His bike was where he’d left it, and he only had to get his rifle from where he’d stashed it earlier in one of the JLTVs. He had a long way to go in order to avoid the scouts that the colonel had scattered around the eastern edge of the city. He was going to ride north on 15 until he found Louisa Road and then bend west until he ran out of rural roads to follow,
and he knew he would. Hammock’s Gap was like a giant swath of green on the map, stretching out from the eastern edge of the city.

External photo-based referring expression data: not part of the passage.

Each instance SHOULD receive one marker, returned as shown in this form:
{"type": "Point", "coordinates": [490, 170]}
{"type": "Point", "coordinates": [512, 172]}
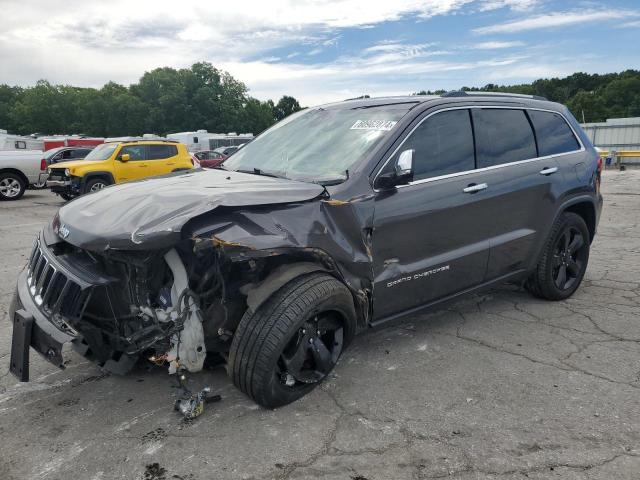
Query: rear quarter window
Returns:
{"type": "Point", "coordinates": [553, 133]}
{"type": "Point", "coordinates": [502, 136]}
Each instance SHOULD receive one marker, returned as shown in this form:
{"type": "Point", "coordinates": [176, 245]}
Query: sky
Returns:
{"type": "Point", "coordinates": [319, 51]}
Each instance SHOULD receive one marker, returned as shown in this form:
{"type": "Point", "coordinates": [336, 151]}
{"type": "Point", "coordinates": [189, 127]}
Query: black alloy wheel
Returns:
{"type": "Point", "coordinates": [563, 261]}
{"type": "Point", "coordinates": [569, 258]}
{"type": "Point", "coordinates": [312, 352]}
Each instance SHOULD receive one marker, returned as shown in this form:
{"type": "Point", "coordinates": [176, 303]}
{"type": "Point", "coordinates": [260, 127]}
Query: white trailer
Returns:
{"type": "Point", "coordinates": [18, 169]}
{"type": "Point", "coordinates": [8, 141]}
{"type": "Point", "coordinates": [203, 140]}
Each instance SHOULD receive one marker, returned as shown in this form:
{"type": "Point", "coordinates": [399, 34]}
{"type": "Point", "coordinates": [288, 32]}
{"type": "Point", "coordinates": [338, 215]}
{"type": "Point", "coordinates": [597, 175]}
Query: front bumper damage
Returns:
{"type": "Point", "coordinates": [61, 184]}
{"type": "Point", "coordinates": [56, 302]}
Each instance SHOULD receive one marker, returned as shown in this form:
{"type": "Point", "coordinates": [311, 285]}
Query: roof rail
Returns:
{"type": "Point", "coordinates": [463, 93]}
{"type": "Point", "coordinates": [134, 140]}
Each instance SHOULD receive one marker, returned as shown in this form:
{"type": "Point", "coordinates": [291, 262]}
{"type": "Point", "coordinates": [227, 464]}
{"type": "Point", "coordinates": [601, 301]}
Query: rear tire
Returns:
{"type": "Point", "coordinates": [290, 344]}
{"type": "Point", "coordinates": [12, 186]}
{"type": "Point", "coordinates": [564, 259]}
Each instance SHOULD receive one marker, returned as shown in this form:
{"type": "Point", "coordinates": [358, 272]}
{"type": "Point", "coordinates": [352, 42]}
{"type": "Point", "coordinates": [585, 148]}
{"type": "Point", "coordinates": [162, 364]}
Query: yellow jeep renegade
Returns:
{"type": "Point", "coordinates": [117, 162]}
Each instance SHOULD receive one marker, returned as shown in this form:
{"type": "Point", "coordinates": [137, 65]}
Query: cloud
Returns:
{"type": "Point", "coordinates": [556, 19]}
{"type": "Point", "coordinates": [272, 46]}
{"type": "Point", "coordinates": [495, 45]}
{"type": "Point", "coordinates": [518, 5]}
{"type": "Point", "coordinates": [635, 24]}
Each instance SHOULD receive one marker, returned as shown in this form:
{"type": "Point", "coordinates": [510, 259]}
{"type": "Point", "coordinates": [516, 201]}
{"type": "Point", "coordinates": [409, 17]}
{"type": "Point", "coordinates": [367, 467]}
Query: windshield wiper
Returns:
{"type": "Point", "coordinates": [257, 171]}
{"type": "Point", "coordinates": [333, 181]}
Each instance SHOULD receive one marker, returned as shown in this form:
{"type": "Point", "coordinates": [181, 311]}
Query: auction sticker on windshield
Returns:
{"type": "Point", "coordinates": [384, 125]}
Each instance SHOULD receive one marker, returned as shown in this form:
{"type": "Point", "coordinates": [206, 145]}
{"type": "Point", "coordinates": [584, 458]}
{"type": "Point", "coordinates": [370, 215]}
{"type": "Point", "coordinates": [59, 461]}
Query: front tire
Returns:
{"type": "Point", "coordinates": [564, 259]}
{"type": "Point", "coordinates": [95, 184]}
{"type": "Point", "coordinates": [66, 196]}
{"type": "Point", "coordinates": [292, 342]}
{"type": "Point", "coordinates": [12, 186]}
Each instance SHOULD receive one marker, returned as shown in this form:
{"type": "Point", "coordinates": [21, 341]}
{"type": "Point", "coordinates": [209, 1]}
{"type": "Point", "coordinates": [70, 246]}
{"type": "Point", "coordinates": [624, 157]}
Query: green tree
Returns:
{"type": "Point", "coordinates": [285, 107]}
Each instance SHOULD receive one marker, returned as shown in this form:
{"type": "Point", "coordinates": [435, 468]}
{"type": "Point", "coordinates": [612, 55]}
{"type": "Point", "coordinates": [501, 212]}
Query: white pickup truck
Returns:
{"type": "Point", "coordinates": [18, 169]}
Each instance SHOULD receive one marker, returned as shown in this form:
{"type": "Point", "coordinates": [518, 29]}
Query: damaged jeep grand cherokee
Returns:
{"type": "Point", "coordinates": [336, 219]}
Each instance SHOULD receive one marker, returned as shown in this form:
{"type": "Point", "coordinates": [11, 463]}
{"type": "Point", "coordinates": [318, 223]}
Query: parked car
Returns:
{"type": "Point", "coordinates": [18, 170]}
{"type": "Point", "coordinates": [226, 151]}
{"type": "Point", "coordinates": [210, 158]}
{"type": "Point", "coordinates": [335, 220]}
{"type": "Point", "coordinates": [117, 162]}
{"type": "Point", "coordinates": [63, 154]}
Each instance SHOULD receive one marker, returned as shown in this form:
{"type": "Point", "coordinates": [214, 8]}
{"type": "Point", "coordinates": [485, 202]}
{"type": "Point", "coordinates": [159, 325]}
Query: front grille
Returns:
{"type": "Point", "coordinates": [55, 293]}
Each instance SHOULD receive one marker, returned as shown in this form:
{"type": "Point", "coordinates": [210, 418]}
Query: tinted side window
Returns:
{"type": "Point", "coordinates": [136, 152]}
{"type": "Point", "coordinates": [502, 136]}
{"type": "Point", "coordinates": [158, 152]}
{"type": "Point", "coordinates": [443, 144]}
{"type": "Point", "coordinates": [553, 133]}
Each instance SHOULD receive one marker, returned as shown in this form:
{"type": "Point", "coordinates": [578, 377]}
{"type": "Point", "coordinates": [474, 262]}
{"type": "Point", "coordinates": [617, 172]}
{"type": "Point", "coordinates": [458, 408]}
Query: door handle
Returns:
{"type": "Point", "coordinates": [548, 170]}
{"type": "Point", "coordinates": [475, 187]}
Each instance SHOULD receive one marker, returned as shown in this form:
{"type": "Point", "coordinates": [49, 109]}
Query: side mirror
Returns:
{"type": "Point", "coordinates": [404, 165]}
{"type": "Point", "coordinates": [400, 175]}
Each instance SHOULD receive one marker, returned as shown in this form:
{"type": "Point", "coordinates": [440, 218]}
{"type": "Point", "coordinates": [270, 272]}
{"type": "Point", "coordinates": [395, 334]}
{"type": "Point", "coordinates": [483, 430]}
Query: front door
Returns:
{"type": "Point", "coordinates": [431, 237]}
{"type": "Point", "coordinates": [137, 166]}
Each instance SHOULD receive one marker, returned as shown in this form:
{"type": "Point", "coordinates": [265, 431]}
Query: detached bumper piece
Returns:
{"type": "Point", "coordinates": [27, 333]}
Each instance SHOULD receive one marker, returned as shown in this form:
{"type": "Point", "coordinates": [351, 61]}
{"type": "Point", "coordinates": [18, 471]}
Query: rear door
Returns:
{"type": "Point", "coordinates": [523, 187]}
{"type": "Point", "coordinates": [163, 159]}
{"type": "Point", "coordinates": [136, 167]}
{"type": "Point", "coordinates": [431, 237]}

The only thing he could see that crossed it before he’d have to swing too far north was one of those massive power lines and a railroad.
He was aiming for the power lines; he could follow them all the way to where they crossed over Highway 20. From there, it was a straight shot into the city, coming from a direction where he didn’t think he’d be spotted. He wasn’t worried about the pretend soldiers of Charlottesville; it was Jason, Skirjanek, and his Marines that he had to avoid. He checked his water bottle and made sure his CamelBac wasn’t leaking. For the two weeks before Daniel’s death, and since he’d come back, he’d been one of Skirjanek’s gophers. He knew where everyone was scattered around Zion Crossroads, on either side of the freeway.
He pedaled slowly, past the settling ponds behind the McDonald’s, then around the back side of the massive Walmart supply depot before swinging back to Route 15. From that point, he took off to the north like a rocket. There was enough moonlight that he didn’t need to use his night vision, which was a good thing; he hadn’t been able to scrounge an extra set of batteries the day before. He had roughly fourteen miles of easy pedaling before he’d have to leave the road. By then, the Gypsy camp would start waking up, and his clock would start ticking.
*
Charlottesville
Eric was giving him the “you’ve got to be kidding” look. They’d known each other since the meltdown. Together, he and the big guy had kept control of the situation in the basement of the church where they’d hidden with a bunch of other strangers. Since emerging and falling in with Lisa Cooper, Eric had been pretty much engaged in keeping the juice flowing through the part of the campus they had occupied. He’d been a lineman for the power company before the virus, and not somebody Cooper would have spent a minute of effort on getting to know.